October 3, 2004 by Allen George
I hate the “conservation of cash” phase that university forces me through. Especially if I’m really interested in buying…
I’ve always been enamored with the iPod. Playing with Allister’s 20G iPod and Matt’s 4G iPod Mini gave me a new appreciation of the engineering and the sheer aesthetics that went into the design of these little mp3 players. I’ve often remarked to Paul and other friends of mine, that if I was in the market for a digital music player, I’d be gunning for the iPod. I’ve vacillated a fair bit too. At $394 CDN (after the educational discount, but before taxes) the iPod represents a fairly hefty purchase and would lighten my wallet a fair bit.
And to what end?
That’s the question I have to ask myself. Sometimes, we consider buying items simply because everyone around us is acquiring them. I mean, its hard not to go to class, see the people with iPods, digital mp3 players, CD players etc. and wonder “What if I had an iPod?”. I’ve made my own rash purchases in the past and hope that I’m now older, wiser and a lot more careful. If I analyze my own habits I can honestly come to one conclusion:
I do not listen to music enough to justify the purchase of an iPod.

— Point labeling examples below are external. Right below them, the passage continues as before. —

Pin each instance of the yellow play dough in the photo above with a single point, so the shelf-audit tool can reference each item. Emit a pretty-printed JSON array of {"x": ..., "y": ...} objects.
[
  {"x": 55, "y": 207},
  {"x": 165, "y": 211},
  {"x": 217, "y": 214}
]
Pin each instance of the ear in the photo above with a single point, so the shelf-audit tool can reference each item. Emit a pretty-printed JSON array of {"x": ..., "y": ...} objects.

There, I said it. It feels somewhat ridiculous to have to force oneself to admit that. I think a lot of it has to do with the realization that I’m out of the iPod game. If I look at my habits carefully I realize that I rarely listen to music while I work on my computer. It serves as a distraction – especially when I’m writing or programming. I rarely listen to music while walking – I like taking in the sights, sounds and observing the world around me. I wouldn’t use the iPod at the gym – shaking a HDD = no good and there’s usually music over the PA. I couldn’t use the iPod in class and while in school – I’m there to study right? So…where would I use it?
I would be far more inclined to blow $400 on a used prosumer (as opposed to DSLR) camera. I take photographs frequently. I always have my camera on me, and am starting to feel constrained by the limitations of the SD100. Make no mistake, the SD100 is a beautiful camera – especially for those times when you need a quickly pocketable P&S. However, its 2X zoom and lack of advanced manual controls are an issue for more challenging photography.
Or maybe I’m just in the mood to ‘spend money’ and am looking for an out?